Can I file ITR-1 with exempt agricultural income?
If your agricultural income does not exceed Rs 5000, you can file ITR-1. In case the agricultural income is more than Rs 5,000, Form ITR 2 should be filled.
Do I need to report bank accounts in ITR-1?
As indicated above, the details of all the savings and current accounts held at any time during the previous year must be provided.

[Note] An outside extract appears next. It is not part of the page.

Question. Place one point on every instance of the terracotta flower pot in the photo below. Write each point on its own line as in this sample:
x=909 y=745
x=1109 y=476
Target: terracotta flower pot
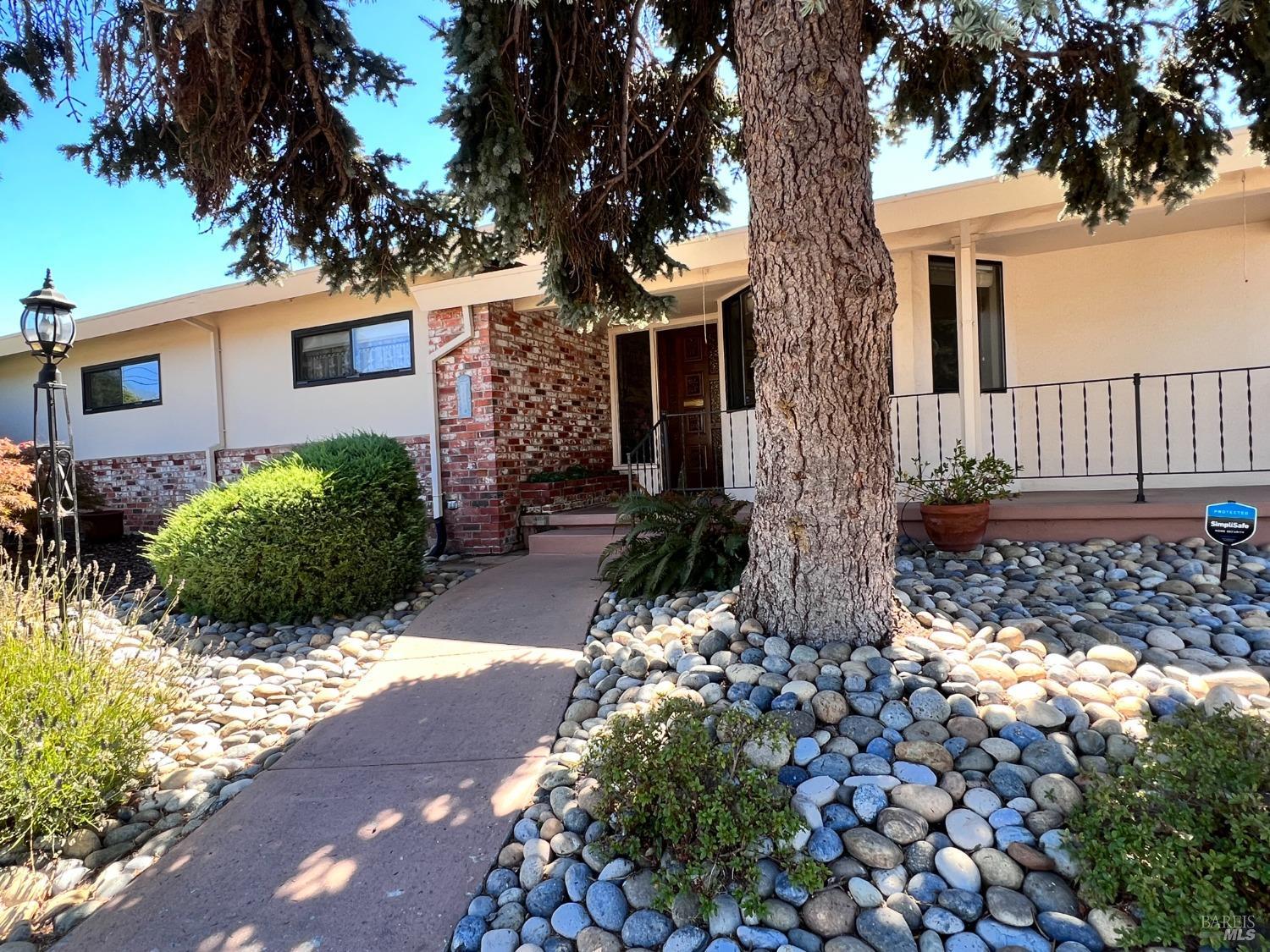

If you have any dormant accounts which are not operational for more than three years, you don’t have to report those in ITR-1.You also need to disclose the account number in the specific section of Form ITR-1
What is the difference between ITR-1 and ITR-2?
ITR-2 is to be filed by individual or HUF:a) Who is not eligible to file ITR 1 Sahaj; and
b) do not have any income from Business or Profession.
Do I need to include dividend income from Mutual Funds?
Dividend income from mutual funds is exempt under sec 10(35). It is to show in Part D of ITR-1.
How do I disclose the investment details made in unlisted companies?
If you hold shares in an unlisted company, then, disclosure of the holdings must be filed through ITR-2. The following details have to be provided:
- name of the company,
- PAN of the company,
- number and cost of acquisition at the beginning of the year,
- number of shares,
- face value, issue price (or purchase price) and date of purchase of shares acquired during the year,
- Number and sale consideration of shares transferred during the year, number and cost of acquisition of shares held at the end of the previous year.